Phonecall 10 - Day 69 (April 25): I call back. I explain what's happened, and say that the person I spoke to last night said she thought she'd need to talk to mortgages to check the account was set up properly. (I don't know what "properly" really means in this context.) I get put on hold, and then - to my surprise - transferred to the mortgage department. Oh, hi, sorry, wasn't expecting to be transferred to you, but this is the problem... and I assume I've been transferred to you to check it's configured properly. "Oh wait, did you say your mortgage is with Santander?" Yes, I did indeed. "You've been transferred to Alliance and Leicester mortages." Oh. "Let me transfer you." After being transferred, the person in Santander mortgages is able to flip the right switch. She says it's an overnight change, which is usually code in computer systems for "It won't happen immediately, so just give it some time, cheers." So I check a few hours later, and I can log in and see my balance and everything.

The menus and options aren't the best I've ever seen, but I do manage to kick off a transfer from my current account to the savings pot. It's called a "Lump Sum Deposit" and it doesn't say for certain when typing in the details whether it goes to the savings pot or a capital repayment. I manage to find an FAQ that covers this (you have to phone up to make capital repayments after a transfer, so...), and it does confirm this on the second screen. For reasons I don't understand, deposits like this take them a week to process, so some time on Day 76, I'll be able to check that the deposit has worked okay.
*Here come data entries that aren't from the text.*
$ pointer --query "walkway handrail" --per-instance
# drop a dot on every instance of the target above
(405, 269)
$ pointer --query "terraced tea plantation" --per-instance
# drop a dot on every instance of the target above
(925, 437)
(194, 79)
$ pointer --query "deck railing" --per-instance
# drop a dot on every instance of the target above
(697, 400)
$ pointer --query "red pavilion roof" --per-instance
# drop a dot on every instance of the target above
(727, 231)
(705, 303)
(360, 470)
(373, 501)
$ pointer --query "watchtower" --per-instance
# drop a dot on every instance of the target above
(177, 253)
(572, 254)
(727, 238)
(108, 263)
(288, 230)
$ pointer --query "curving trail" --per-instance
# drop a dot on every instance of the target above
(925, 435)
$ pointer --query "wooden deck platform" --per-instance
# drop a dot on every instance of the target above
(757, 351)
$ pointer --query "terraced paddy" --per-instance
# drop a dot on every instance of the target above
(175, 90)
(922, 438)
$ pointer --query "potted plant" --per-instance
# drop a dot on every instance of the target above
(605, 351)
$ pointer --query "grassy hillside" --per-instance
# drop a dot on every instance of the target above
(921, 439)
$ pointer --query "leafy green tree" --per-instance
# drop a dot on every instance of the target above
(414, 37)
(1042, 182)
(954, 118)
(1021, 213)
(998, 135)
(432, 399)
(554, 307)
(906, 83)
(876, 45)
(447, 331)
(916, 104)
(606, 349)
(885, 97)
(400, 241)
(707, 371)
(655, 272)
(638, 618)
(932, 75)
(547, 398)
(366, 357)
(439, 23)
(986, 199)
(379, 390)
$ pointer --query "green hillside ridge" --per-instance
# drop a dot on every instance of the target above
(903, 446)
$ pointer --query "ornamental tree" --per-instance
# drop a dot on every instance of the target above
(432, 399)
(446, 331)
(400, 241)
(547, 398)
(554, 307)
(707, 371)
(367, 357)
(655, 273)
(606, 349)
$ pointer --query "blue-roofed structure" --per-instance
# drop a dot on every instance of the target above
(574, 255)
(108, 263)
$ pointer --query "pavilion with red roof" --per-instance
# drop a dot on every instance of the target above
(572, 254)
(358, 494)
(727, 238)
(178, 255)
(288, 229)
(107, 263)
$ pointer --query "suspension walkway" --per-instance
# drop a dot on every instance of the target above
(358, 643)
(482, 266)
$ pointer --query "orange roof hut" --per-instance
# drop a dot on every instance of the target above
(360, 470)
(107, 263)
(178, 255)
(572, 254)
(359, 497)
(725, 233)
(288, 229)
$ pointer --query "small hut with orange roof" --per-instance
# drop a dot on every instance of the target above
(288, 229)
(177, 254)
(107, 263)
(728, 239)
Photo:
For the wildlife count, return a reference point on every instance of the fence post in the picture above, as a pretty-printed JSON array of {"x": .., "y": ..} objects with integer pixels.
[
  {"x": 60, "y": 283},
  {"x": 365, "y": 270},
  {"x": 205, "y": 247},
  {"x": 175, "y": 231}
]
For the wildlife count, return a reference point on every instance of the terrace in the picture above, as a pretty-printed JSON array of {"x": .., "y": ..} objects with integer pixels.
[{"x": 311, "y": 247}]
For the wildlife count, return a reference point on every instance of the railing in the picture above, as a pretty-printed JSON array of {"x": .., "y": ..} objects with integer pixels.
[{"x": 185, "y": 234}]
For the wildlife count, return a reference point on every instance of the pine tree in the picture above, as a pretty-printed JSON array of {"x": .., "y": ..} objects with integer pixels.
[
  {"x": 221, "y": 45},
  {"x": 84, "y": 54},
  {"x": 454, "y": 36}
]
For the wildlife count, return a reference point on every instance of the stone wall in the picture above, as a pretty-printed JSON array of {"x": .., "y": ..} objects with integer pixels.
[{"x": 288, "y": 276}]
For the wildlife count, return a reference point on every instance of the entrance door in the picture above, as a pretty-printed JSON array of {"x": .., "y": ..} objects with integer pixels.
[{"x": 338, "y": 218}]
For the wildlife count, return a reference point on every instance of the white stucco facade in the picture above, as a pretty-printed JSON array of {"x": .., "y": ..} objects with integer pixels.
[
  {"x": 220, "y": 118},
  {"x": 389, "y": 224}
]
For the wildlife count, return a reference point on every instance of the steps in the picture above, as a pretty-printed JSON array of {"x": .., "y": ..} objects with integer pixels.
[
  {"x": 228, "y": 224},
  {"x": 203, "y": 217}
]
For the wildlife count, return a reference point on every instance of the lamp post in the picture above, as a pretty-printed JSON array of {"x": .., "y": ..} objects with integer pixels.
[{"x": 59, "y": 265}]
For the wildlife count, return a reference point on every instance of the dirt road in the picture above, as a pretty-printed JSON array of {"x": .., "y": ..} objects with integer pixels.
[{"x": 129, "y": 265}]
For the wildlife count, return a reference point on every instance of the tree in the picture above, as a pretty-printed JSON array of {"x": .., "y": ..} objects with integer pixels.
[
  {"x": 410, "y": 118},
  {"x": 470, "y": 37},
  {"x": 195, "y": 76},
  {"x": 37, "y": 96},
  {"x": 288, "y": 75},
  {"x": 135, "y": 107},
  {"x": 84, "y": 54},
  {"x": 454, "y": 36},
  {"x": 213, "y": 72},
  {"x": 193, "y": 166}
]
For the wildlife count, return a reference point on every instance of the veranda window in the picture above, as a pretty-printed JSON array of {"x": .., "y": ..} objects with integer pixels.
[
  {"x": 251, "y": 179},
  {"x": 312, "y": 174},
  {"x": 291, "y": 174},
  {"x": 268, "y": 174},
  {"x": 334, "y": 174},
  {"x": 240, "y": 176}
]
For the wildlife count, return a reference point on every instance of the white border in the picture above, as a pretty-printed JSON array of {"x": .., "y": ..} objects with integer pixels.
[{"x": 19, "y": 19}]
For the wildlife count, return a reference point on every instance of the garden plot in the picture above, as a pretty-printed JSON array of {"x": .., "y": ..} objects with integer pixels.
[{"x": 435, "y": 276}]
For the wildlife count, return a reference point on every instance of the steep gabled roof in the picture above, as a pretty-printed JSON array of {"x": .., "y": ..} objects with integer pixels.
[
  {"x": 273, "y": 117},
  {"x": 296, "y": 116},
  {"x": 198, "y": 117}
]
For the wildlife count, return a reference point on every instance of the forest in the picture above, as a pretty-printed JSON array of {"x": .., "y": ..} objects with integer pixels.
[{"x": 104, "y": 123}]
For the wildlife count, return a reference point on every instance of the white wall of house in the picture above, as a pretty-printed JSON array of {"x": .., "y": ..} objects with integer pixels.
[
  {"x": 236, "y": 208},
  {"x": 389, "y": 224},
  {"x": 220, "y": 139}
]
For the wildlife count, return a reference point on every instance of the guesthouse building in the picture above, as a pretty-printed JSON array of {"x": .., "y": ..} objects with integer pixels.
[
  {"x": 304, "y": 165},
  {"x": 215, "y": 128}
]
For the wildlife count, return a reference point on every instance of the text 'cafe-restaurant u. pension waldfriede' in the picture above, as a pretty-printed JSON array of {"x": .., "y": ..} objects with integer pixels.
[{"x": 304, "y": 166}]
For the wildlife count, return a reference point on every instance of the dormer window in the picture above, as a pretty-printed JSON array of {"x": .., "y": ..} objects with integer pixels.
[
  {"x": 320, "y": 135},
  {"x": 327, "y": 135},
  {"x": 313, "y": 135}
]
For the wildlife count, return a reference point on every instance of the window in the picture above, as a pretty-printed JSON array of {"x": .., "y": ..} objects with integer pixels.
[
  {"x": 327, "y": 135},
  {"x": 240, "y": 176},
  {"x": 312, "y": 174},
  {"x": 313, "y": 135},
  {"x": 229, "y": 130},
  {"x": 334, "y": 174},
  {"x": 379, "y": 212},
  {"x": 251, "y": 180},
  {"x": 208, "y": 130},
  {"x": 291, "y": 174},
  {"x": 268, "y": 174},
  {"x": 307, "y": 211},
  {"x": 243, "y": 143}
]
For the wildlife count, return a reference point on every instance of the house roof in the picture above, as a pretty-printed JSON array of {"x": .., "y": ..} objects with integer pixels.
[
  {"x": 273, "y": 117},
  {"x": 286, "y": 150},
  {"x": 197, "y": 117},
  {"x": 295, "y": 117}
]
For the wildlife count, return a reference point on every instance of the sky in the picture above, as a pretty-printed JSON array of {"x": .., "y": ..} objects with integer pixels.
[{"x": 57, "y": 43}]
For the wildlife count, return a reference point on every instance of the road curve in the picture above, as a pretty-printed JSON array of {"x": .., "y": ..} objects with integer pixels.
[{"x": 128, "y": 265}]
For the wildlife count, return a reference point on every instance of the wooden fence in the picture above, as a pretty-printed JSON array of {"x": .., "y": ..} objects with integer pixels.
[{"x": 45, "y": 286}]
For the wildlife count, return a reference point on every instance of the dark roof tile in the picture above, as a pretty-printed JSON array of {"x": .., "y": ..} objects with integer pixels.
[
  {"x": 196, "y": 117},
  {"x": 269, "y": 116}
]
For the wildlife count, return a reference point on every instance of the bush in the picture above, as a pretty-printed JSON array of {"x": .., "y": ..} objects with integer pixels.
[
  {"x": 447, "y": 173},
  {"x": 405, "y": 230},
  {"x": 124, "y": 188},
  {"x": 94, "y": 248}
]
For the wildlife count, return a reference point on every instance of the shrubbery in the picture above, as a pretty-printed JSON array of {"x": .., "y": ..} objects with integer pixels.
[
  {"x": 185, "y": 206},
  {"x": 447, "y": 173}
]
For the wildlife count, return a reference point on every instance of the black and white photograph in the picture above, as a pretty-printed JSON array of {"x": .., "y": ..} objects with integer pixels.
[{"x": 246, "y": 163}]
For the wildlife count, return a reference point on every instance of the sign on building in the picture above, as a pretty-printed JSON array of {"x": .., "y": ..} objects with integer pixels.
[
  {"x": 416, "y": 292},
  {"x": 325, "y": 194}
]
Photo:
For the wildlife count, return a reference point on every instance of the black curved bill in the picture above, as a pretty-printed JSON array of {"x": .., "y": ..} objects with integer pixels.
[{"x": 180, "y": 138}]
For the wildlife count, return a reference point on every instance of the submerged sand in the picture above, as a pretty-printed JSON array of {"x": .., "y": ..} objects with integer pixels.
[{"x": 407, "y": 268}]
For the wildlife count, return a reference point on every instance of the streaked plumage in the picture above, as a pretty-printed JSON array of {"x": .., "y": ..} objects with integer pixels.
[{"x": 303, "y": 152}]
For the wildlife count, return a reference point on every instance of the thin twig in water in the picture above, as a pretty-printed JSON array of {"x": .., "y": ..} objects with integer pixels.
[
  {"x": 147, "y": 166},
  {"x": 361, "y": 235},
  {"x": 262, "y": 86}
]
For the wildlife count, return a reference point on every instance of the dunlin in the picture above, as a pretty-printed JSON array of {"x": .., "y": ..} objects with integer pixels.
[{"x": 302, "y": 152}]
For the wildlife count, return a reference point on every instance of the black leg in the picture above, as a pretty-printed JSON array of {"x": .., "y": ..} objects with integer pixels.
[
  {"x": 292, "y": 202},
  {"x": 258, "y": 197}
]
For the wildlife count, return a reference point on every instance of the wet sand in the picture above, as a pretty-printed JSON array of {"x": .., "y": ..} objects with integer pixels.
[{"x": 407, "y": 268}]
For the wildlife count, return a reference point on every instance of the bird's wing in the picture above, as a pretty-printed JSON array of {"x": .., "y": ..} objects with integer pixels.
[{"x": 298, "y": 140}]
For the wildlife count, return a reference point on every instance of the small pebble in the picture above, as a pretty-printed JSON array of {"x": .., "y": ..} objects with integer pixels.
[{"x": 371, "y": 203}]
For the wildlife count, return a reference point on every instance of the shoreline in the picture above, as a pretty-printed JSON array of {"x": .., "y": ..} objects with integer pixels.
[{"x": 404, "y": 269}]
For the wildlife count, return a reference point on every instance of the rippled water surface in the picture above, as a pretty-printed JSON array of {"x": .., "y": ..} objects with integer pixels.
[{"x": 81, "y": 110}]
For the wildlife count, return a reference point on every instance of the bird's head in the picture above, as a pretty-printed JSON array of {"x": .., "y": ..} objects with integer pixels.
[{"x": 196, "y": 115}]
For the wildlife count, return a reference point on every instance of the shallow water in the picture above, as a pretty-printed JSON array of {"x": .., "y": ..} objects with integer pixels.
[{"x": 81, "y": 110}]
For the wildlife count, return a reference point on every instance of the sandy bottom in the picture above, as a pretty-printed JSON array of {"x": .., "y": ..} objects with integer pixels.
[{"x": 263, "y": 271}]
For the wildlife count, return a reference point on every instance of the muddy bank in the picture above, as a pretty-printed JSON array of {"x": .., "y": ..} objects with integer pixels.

Then I can move my savings into it properly.

But seriously: 35 days, an estate agent, a mortgage broker, an insurance company, two sets of solicitors, and a vendor to get myself into a vast amount of debt vs 69 days to get one bit of Santander to move a debt to another bit of Santander and let me actually put money into it. What?

Bonus fun: Throughout, I have to authenticate myself to Santander. One of the questions is about where the payments for my old mortgage come from, which is my current account with a different bank. In what feels like every phone call, I therefore get asked something like: "I notice your current account is with AnotherBank. Would you like to take out our Rory McIlroy-endorsed Santander 1-2-3 account?" After the first few times, I try very hard not to phrase my response as "Can you see the notes on my account about trying to get you guys to sort out my mortage? Can you imagine me letting you guys handle transferring my direct debits? Are you insane? I'd rather take a pint glass, put it in a blender, and gargle with the shards." I think my tone conveys a similar level of displeasure, however. 

* Nearly typed Satander there. Bad Glenghis.